Facebook Competes with Google: Graph Search

Continuing a trend of using members’ profile information for such purposes as targeted advertising, Facebook is now taking those analytics and applying them to a user-friendly new tool: targeted searches. It’s known as Graph Search.

Yesterday, Facebook revealed that it’s now in beta testing for an internal search option that allows users to receive results according to the preferences of their friends and family members. For example, it will give you results based on what your “friends” have “liked” — and those results will then be ranked according to the opinions of your closest confidantes first, which is gauged by how much you’ve interacted with them. Results are also ranked according to how many of your top friends collectively have “liked” certain pages, places, photos and similar content.

The Wall Street Journal quotes these as sample search phrases:

  • “Music that people who like Mitt Romney like.”
  • “Movies my friends in San Francisco like.”
  • “Photos my friends took in the 1990s.”
  • “Friends of friends who are men and single in Palo Alto.”
  • “Languages my friends from college speak.”

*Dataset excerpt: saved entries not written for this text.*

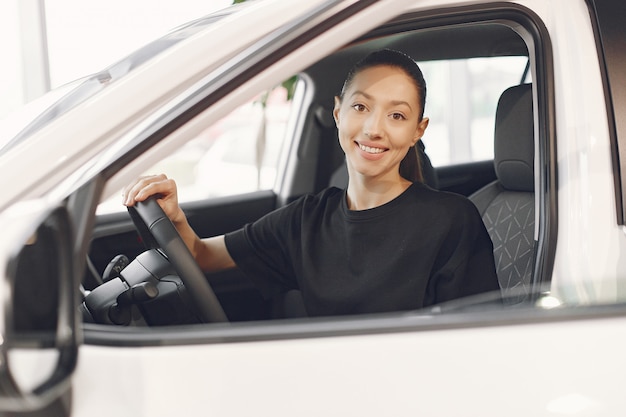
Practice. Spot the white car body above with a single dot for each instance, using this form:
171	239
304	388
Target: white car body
493	369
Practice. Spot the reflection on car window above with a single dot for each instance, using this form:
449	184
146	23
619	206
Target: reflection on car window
462	99
238	154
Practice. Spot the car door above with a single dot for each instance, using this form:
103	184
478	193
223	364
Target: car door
396	364
474	357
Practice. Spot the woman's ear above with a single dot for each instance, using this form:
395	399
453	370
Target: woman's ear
421	128
336	110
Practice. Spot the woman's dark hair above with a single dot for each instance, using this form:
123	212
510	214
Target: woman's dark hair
410	166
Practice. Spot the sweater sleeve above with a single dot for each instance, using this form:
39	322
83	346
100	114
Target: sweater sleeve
261	249
465	264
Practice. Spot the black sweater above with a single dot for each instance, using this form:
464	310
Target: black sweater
422	248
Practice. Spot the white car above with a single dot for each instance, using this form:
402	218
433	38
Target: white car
528	119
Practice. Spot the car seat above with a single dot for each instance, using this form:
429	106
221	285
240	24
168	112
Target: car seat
507	205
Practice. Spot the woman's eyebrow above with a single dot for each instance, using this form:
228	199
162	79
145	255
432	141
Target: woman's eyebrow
392	102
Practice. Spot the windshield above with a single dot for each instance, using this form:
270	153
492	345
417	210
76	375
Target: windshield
64	98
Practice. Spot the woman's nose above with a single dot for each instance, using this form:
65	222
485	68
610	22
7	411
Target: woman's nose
373	125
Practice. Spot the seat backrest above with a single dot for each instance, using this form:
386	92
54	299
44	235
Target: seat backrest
507	205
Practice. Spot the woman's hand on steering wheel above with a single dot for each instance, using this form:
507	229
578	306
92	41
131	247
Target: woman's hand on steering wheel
162	187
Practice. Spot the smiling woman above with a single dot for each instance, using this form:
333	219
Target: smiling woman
436	247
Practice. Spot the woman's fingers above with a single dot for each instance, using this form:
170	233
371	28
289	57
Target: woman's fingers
147	186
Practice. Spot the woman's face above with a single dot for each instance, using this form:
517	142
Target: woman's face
378	121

That not only means website results, but also photos and business pages. For marketers, this news is important because it would mean that if a business page has a high amount of “likes” within a certain community, then when anyone in that community searches for related content, the business page would be boosted to the top of the search results list on Facebook. Ultimately, it’s an algorithm that rewards popularity and loyalty, which is perfect for social media marketing.

The remaining results will come organically from Microsoft’s search engine, Bing! This could be a bold move for Bing! to come into closer competition with top-ranking search engine, Google. Google has similarly tried to incorporate search engine results with social media through its Google+ services.